After that, the President, apologizing, read through the speech he planned to deliver at the el
ectrocutions tonight for our approval. It was okay, his usual bumbling incoherent but plainly sincere style, and when he was finished I clapped along with all the rest. I was wondering, though, how to get the discussion shifted back to my injuries. “I read it far more for your blue pencils,” he said, as though genuinely embarrassed, “than I did for your applause.” Why is it, I wondered, that people think of me as the cagy and devious one? “Because at first, in our attempt to state a philosophy of government, we were not close enough down to our daily living. One reason I wanted to read it now is so that you can think it over and be ready to tear it to pieces.”
“I think it is wonderful,” said Charlie Wilson. “I am in favor of flying the flag pretty high.”
“I am, too,” boomed Eisenhower, clapping his left hand to Wilson’s shoulder.

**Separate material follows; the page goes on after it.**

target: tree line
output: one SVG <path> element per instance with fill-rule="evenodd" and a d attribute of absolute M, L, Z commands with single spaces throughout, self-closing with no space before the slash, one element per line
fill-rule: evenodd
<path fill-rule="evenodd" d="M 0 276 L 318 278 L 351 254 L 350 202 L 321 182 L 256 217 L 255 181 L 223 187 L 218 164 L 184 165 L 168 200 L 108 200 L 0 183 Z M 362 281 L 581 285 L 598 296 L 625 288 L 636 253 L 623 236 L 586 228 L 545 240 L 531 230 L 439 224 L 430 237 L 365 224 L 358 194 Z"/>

Art Summerfield awoke with such a start he nearly fell over backwards in his chair. “I would get out and shout it out loud but you have also got to bring basic principles down to living because here is this thing going out to probably one of the greatest audiences that has ever heard a speech. It is going in the papers, here are thousands out in front of us. You want every person there to carry home with him a conviction that he can do something.”
“A free society stimulates the efficiency of millions,” Wilson said. Engine Charlie smelled the end of this meeting, and his eyes had come uncrossed. So did I, and I leaned forward to gather up my papers. “We should urge that we accomplish more with the same effort for the good of all!”
“It is on a high plane and for the occasion it is very good,” said Ezra Benson, understanding Wilson’s remarks as a criticism. It would be Ezra’s role to deliver the invocation tonight and to ask God to forgive the Rosenbergs for their sins, a touch of charity we all approved of. “I think it is wonderful.”